1Department of Nephrology and Renal transplant , Medanta - The Medicity , Gurugram, India

Introduction: The best modality of renal replacement therapy for patients with end stage renal disease is kidney transplantation. Induction agents play a crucial role in preventing acute rejection which also has bearing on long term graft outcomes. Lymphocyte depleting induction agents commonly used  include r ATG (Thymoglobulin), ATG-F (Grafalon) & Alemtuzumab. In this study we compare Grafalon (ATG-F)  with r ATG(Thymoglobulin) as induction agent for living donor renal transplant.
Materials and Methods: This was a single centre retrospective study. All the patients who underwent living donor renal transplant at our centre since January 2017 with minimal follow up of 3 months were included. Retransplants & deceased donor transplants were excluded. ATG-F (Grafalon) was given at 6 mg /kg (2 divided doses)  & r ATG (Thymoglobulin ) at 3 mg/kg (2 divided doses)  doses followed by triple immunosupression (Tacrolimus +MMF +Steroids) . Acute graft dysfunction was defined as a 25% increase in serum creatinine level from baseline. All acute rejection episodes were biopsy proven.
Results: During the study period 570 living donor renal transplants were done.

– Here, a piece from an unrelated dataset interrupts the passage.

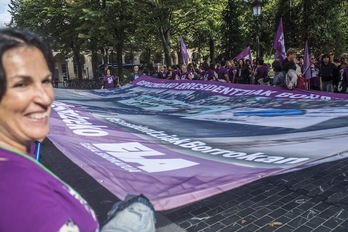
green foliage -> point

Patients were followed up for median duration of 22 months (3-35 months). r ATG(Thymoglobulin) was given to 242 (42.4%) patients whereas 78 (13.6%) patients received ATG-F(Grafalon) as induction agent.
Mean recipient age was 43±12 years in ATG-F  group vs 41±13 yrs in r ATG group (p=0.22) & mean donor age was 48±10 years(ATG-F) vs  47±11 yrs(r ATG) (p=0.48) . Recipients were predominantly male  (92 % ,83% p =0.08) while donors were predominantly female (79% ,75% p=0.25) in both the groups.
Mean HLA mismatch was 4.1±1.2(ATG-F) vs 4.09±1.3(r ATG) p=0.95. The proportion of ABO and HLA incompatible transplants were comparable in both the groups. Incidence of BPAR was 11.5% vs  4.5 % in ATG-F vs Thymoglobulin group( p = 0.03)

Incidence of infection was comparable in both the groups (12.8% vs 14.46%, p=0.86). Two patients in Graflon group had BKV nephropathy while 2 patients in rATG had CMV infection. Mean serum creatinine level at follow up of 22 months (Median) was 1.26±0.35 mg/dl (ATG F ) & 1.18±0.34 mg/dl (r ATG) (p =0.07) .
Patient survival(p =1) & graft survival (p=0.24) were comparable in both the groups. One patient lost graft due to drug  non compliance in grafalon group while there was no death censored graft loss in thymoglobulin group. There was no incidence of PTLD in either group and the incidence of NODAT was similar in  both groups (5.1% vs 5.7% ,p =1)

Conclusion: ATG-F (Grafalon- 6mg/kg dose) use as an induction agent was associated with significantly higher rate of biopsy proven acute rejection as compared to r ATG (Thymoglobulin-3mg/kg dose) with comparable short term graft survival, patient survival and infection rate.